Can Richie Porte win the Tour de France?
Among the Australian cycling fraternity, it has probably been the most asked question leading up to this year’s Grand Départ in Düsseldorf. And until July 23 in Paris, it will continue to be.
The short answer is yes, but before we go there, a few words of caution.
Of the four main favourites - Chris Froome, Nairo Quintana, Alberto Contador and Porte himself - the latter stands out as the only one yet to step onto the final podium at a Grand Tour. Froome and Contador have seven Grand Tour podiums apiece and 10 Grand Tour victories between them including five Tours de France; and Quintana has six podiums and two Grand Tour wins, and has twice finished runner-up at Le Tour.
The fact is, if you ride two or more Grand Tours in the same season, one as leader and the other/s as a domestique, it messes with your head.
Interestingly, Porte has actually one more Grand Tour appearance under his belt than Quintana, having started 10 and finished nine. But unlike the Colombian all bar three were ridden at the service of someone other than he, which makes him the least experienced of the aforementioned four. So when Cadel Evans told Cycling Central contributor Sophie Smith in 2015 that “Richie’s had a few opportunities to prove himself and he’s been really good but he hasn’t been consistent”, it’s worth taking those comments with a grain of salt because until last year, he never got the chance to experience outright leadership with no strings attached. Froome and Quintana have been the undisputed leaders of their teams since 2013, and for Contador its been that way since 2007, the year he won his first Tour.
Memories of Porte attempting to lead a team at the Giro in 2014 and 2015 while also thinking about riding for Froome in July act as a case in point that being a leader at one Grand Tour and a domestique at another is difficult to the point of being almost impossible. Alejandro Valverde is perhaps the best exponent of that, most notably finishing third at the Giro d’Italia (as leader) and 6th and 12th (as domestique) at the Tour and Vuelta a España last season. But this is a man with 21 Grand Tours under his belt and even with his preternatural endurance, his final week performances in the latter two events were less than optimal, even though his leader Quintana finished runner-up at the Tour and won the Vuelta. The fact is, if you ride two or more Grand Tours in the same season, one as leader and the other/s as a domestique, it messes with your head; it’s hard enough doing the double in a singular capacity, as Quintana may well discover in his Giro-Tour podium project this year.
So, when you consider the 32-year-old from Launceston has had just the one opportunity to lead a team at a Grand Tour with no further duties required at another, and that opportunity was the Tour and he finished fifth overall, his BMC Racing team had every reason to back him for another few seasons.

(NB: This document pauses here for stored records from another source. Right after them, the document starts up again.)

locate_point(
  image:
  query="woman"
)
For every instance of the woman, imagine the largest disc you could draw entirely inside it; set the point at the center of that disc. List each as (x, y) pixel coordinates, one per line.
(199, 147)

In any given year there are only ever five guys who can win La Grande Boucle (or any other Grand Tour, for that matter) and at present Porte is one of them. His once obvious bad days were perhaps a product of the role switching required at Team Sky, unable to be singularly focused on one Grand Tour and the confidence that comes with a team that allows him to do that and unequivocally supports such an objective.
Judging from his results this season, Porte and BMC have every reason to believe he can win this year’s Tour, though it’s a tad too far to say he’s the favourite, as Froome told SBS in an interview before the start. That’s the Kenyan-born Brit attempting to lull him into a false sense of security, which, after the mugging he got on the final day of the Critérium du Dauphiné, won’t happen again. If he does win, he’ll be the first since Oscar Pereiro in 2006 to go from having never made a Grand Tour podium to winning the biggest bike race of all.
It’ll be remarkable, but certainly not unfathomable.